Un cheque para el futuro

Si la familia Carrey seguía adelante, era gracias al sempiterno buen humor de Jim pero también, y sobre todo, al trabajo de Percy, el padre del actor. Cuando fue despedido, la fortuna familiar se vio sacudida por un temblor: en consecuencia, los Carrey se trasladaron a una caravana y la vida, para ellos, comenzó a adentrarse en las sombras.

Percy Carrey notó que a su hijo le ocurría algo. Ya no sonreía, ni hacía imitaciones, ni se revolcaba por el suelo para hacer reír a su madre. Su única vez en un escenario, ante un público reunido de cualquier manera, no había salido bien y terminaron abucheándolo. Jim Carrey, temió su padre, comenzaba a barruntar para sí un futuro trágico y ya estaba apartándose de sus sueños como gran histrión del cine.

Animado por su padre, Jim pulió su número y probó suerte, de nuevo, ante los espectadores. Esta vez, las carcajadas se escuchaban en los barrios vecinos, de los que venían visitantes para comprobar quién era aquel quinceañero que imitaba tan bien a Clint Eastwood. Antes de cumplir la mayoría de edad, Carrey cruzó la frontera con los Estados Unidos y se asentó en los Ángeles. Allí fue donde firmó el cheque al que, según él, le debe una carrera.

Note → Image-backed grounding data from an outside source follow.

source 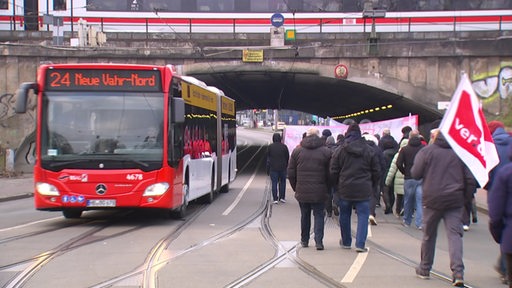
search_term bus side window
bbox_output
[169,123,184,167]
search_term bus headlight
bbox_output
[143,182,169,197]
[36,182,60,196]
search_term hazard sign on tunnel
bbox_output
[334,64,348,79]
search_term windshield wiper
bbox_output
[120,159,150,168]
[48,158,149,169]
[49,159,95,168]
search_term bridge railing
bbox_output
[2,14,512,34]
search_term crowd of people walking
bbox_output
[266,120,512,287]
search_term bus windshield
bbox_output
[41,91,164,170]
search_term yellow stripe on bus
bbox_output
[222,96,235,116]
[182,82,217,112]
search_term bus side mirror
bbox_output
[15,82,38,113]
[171,97,185,124]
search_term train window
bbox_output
[0,0,7,10]
[234,0,250,12]
[303,0,328,12]
[53,0,66,11]
[81,0,512,13]
[197,0,234,12]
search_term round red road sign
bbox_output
[334,64,348,79]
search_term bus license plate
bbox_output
[87,199,116,207]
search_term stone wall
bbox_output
[1,31,511,172]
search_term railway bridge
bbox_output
[0,29,511,172]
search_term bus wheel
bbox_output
[173,184,189,219]
[62,209,82,219]
[220,164,230,193]
[200,173,215,204]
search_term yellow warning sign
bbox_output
[242,50,263,63]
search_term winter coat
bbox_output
[488,143,512,254]
[382,146,398,173]
[288,134,332,203]
[385,139,407,196]
[267,133,290,171]
[486,127,512,190]
[325,136,337,150]
[397,136,425,179]
[410,134,476,210]
[366,138,386,182]
[378,134,398,151]
[330,134,381,201]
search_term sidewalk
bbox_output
[0,174,490,213]
[0,174,34,202]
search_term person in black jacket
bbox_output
[267,133,290,204]
[325,135,338,217]
[411,132,476,287]
[330,123,381,252]
[380,132,399,214]
[363,133,385,225]
[397,130,425,229]
[288,127,332,250]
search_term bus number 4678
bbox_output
[126,174,143,180]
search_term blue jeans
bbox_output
[270,169,287,201]
[404,179,423,228]
[299,202,325,245]
[338,199,370,249]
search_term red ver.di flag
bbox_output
[439,73,499,187]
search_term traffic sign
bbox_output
[334,64,349,79]
[270,13,284,27]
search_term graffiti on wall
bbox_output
[0,93,14,124]
[0,92,37,172]
[471,64,512,113]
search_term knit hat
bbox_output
[401,126,412,135]
[306,127,320,137]
[488,120,504,134]
[325,136,335,146]
[346,123,361,136]
[322,129,332,137]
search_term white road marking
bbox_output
[0,217,61,232]
[222,170,257,216]
[341,247,370,283]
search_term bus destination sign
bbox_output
[45,69,162,92]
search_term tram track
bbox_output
[2,144,269,288]
[1,208,208,288]
[0,219,94,245]
[89,145,269,287]
[88,205,208,288]
[369,238,478,288]
[0,139,269,287]
[1,134,486,287]
[229,140,481,288]
[226,178,349,288]
[2,211,152,288]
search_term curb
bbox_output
[0,193,33,203]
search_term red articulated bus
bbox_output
[15,63,236,218]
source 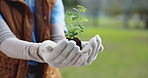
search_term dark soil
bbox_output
[67,38,82,50]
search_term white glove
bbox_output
[39,39,83,68]
[72,35,104,67]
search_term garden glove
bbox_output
[81,35,104,66]
[71,35,104,67]
[39,39,83,68]
[64,50,89,67]
[88,35,104,60]
[69,43,91,67]
[63,41,93,67]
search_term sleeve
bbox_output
[50,0,67,32]
[0,17,44,62]
[0,14,15,43]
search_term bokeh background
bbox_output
[60,0,148,78]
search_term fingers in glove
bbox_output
[92,36,101,61]
[96,35,104,52]
[80,60,92,67]
[65,53,81,67]
[88,37,98,63]
[59,46,80,67]
[72,53,89,67]
[98,44,104,52]
[77,45,92,67]
[92,44,104,62]
[50,39,68,59]
[96,35,102,52]
[81,62,88,67]
[82,41,89,48]
[54,41,76,63]
[82,44,92,56]
[88,35,103,62]
[95,35,102,43]
[79,35,103,67]
[92,35,104,60]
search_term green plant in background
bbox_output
[65,5,88,39]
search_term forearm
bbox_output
[0,38,44,62]
[0,19,44,62]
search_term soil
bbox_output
[66,38,82,50]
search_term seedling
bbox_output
[65,5,88,49]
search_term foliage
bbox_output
[65,5,88,39]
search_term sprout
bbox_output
[65,5,88,39]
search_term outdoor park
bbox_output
[60,0,148,78]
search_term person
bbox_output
[0,0,104,78]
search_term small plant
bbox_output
[65,5,88,39]
[65,5,88,49]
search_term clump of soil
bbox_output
[67,38,82,50]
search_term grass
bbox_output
[60,27,148,78]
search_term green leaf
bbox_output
[80,26,85,29]
[80,18,88,21]
[77,5,84,8]
[80,30,84,32]
[79,9,86,12]
[77,5,87,12]
[73,12,79,17]
[66,12,72,17]
[72,17,78,20]
[73,8,78,11]
[74,32,78,35]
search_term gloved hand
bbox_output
[63,48,89,68]
[39,39,83,68]
[71,35,104,67]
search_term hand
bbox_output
[39,39,82,68]
[72,35,104,67]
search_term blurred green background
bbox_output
[60,0,148,78]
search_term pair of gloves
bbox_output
[39,34,104,68]
[0,19,104,68]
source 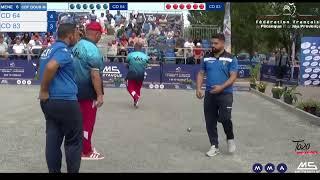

Acuciado por la desesperanza, el joven Carrey se extendió un cheque a sí mismo por valor de diez millones de dólares. Acto y seguido, se lo guardó en el bolsillo, consciente (o ilusionado) con la perspectiva de que algún día podría cobrarlo. “Me hizo sentir muy bien visualizar un futuro mejor”, contó el actor en el programa de Oprah Winfrey.